Anaphylaxis is a potentially fatal immune response and a growing problem as the incidence of food allergies grows. Between 2005 and 2014, the rate of admissions to US emergency departments of people suffering food related anaphylaxis jumped by 124 per cent. In Australia, overall hospital admission rates from anaphylaxis triggered by food grew by 50 per cent between 2005 and 2012. Among children aged 5-14 the rate increased by 110 per cent.
Professor Allen says food manufacturers are understandably reluctant to label a product as safe from allergens because it is impossible to give a guarantee like this without imposing prohibitively costly product testing and regulation. “To be 100 per cent safe we’d have to be eating food as carefully manufactured as astronaut food and the community can’t afford that.”
But she says food manufactures can, and should, indicate whether their production processes have passed a risk-assessment on their ingredients and then allow the consumer to make an informed decision. It is what she calls “permissive labelling.”
She says 20 per cent of packaged food in Australian supermarkets is already assessed under the industry’s own Voluntary Incident Trace Allergen Labelling system (VITAL™). All the industry needs to do is simply label such risk-assessed products with a tick, or perhaps “V” for VITAL™, she says.
“What people need to know is whether a product is reasonably safe to eat. Even if manufacturers are not prepared to provide that guarantee they should at least give the consumer guidance by labelling whether the ingredients have been risk-assessed or not and allow the consumer to make an informed choice.”

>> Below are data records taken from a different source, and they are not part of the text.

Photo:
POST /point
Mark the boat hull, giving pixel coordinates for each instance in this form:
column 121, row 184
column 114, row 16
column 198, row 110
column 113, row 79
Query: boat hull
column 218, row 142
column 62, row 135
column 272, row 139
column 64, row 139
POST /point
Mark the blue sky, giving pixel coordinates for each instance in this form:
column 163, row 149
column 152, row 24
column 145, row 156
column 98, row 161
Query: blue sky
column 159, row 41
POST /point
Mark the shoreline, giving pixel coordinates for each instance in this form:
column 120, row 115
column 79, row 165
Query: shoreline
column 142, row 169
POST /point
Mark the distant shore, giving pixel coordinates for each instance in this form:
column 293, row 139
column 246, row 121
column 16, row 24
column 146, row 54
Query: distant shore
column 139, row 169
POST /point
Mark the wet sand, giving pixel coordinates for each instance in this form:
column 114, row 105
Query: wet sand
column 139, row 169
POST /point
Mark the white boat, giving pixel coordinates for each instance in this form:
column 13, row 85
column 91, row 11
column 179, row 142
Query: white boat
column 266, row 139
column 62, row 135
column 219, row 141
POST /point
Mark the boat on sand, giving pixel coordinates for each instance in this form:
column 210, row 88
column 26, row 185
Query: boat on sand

Instead, she says, the industry is just focused on putting more precautionary warning labels on their products that an allergen “may be present”. Based on supermarket surveys, Professor Allen and colleagues have found that the proportion of packaged food products with precautionary allergen labels grew from 55 per cent in 2009 to 65 per cent by 2014. Among snack foods, 95 per cent had precautionary allergen labels. The proportions she says are likely to be higher now.
However, it could be that a risk assessment on many of these same products may show that the risk of allergens being present is minimal, and therefore permissive labelling could be used instead of precautionary labelling, she says.
“The industry is risk-averse and is over-using these precautionary labels when they need to be simply telling people whether a product is reasonably safe to eat,” Professor Allen says.
The survey respondents were all members of the Australasian Society of Clinical Immunology and Allergy. From the 198 respondents there were 14 reported cases of anaphylaxis in all.
“Considering thousands of meals would have been eaten during the course of the study by patients in allergy care this suggests that anaphylaxis to packaged goods remains uncommon irrespective of labelling. However, anaphylaxis is a preventable outcome in those with food allergy and consumers need assistance to ensure clear guidelines about what to eat or not rather than leaving it to guesswork.
“It just isn’t good enough that this occurs. Some manufacturers aren’t putting a warning on their products when they should. It isn’t common but it is happening and that is a safety issue. But the other issue is that people need labelling that makes it clearer what products they can feel reasonably safe eating.”